The IEA predicted that recycling would provide up to 12 percent of the global cobalt supply by 2040 in a scenario where the world acted to keep temperature increases well below 2 degrees.

In the same scenario, 7 percent of global nickel demand and 5 percent of lithium and copper demand would be covered by battery recycling.

“Recycling end-of-life lithium-ion batteries to recover the valuable minerals, and to a lesser extent reusing them as second-life batteries, can alleviate some of the burden of extracting them from virgin ores. While this does not eliminate the need for continued investment in primary mineral supply,” the IEA said in the report.

The IEA warned that the wide range of different battery assemblies and designs for electric vehicles could hinder efforts to develop an efficient and economically viable recycling industry.
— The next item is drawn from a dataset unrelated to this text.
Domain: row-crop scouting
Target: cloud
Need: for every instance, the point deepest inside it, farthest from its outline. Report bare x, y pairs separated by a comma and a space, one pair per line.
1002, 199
“Technological bottlenecks include the lack of standardization of designs for battery packs, modules and cells. Different automakers have adopted different battery chemical properties, especially for the cathode, and they tend not to disclose information about their cell designs and chemical properties,” the IEA said in its May 2021 report.

“This wide variety of cell types and chemicals on the market represents a major challenge for recycling, and especially for the automation of recycling processes, as each battery pack and module type requires different approaches to disassembly.”

Neometals’ agreement with Mercedes-Benz becomes legally binding when the automaker sends out an official purchase order, Reed told Tech Zero he expected it to be formalized.

“That is certainly well advanced and on track,” he said.

“We will include staff with them and be able to test the latest and greatest [battery] cells and assemblies of batteries and sizes and co-owns the improvements.

“It’s great for us, it was a 16-month process, a global process as you can imagine, so yes, we are very happy to have been chosen as Mercedes technology partner.”

‘Very strong pipeline of people who are very interested’

The deal with Mercedes-Benz came after similar agreements with a Canadian steel producer and the Japanese trading house Itochu.

“We have a very, very strong pipeline of people who are very interested in using it, of course, once you announced that Mercedes has chosen you as a technology partner, that certainly accelerated and crystallized a lot of commercial negotiations because they’ve maybe did the deepest technical dive,” Reed says.

“These guys [Mercedes] the inventor of the first modern car, the anti-lock braking system, the safety cage, they are quite innovative.”

But while the Mercedes-Benz deal and new European regulations should boost this decade, Reed believes the battery recycling industry’s days could be in decades to come as the volume of batteries to be recycled is now stays small.

“It’s been an amazing journey, we’ve been going for six years now and we’ve only just started. The battery tsunami only gets really interesting in the second half of the decade,” he said.

“By 2030, even if we recycle every battery in the world, we will only use 10 percent of the [the battery minerals] what is needed for that year’s new production.

“It will probably not be 40 to 50 percent until 2040. So it’s a fantastic company with a very, very long life for us.

“Even if they stopped making lithium batteries today, 10 years from now you’ll still have yesterday’s production to recycle. So the fundamentals were just too compelling for us not to apply all our resources.”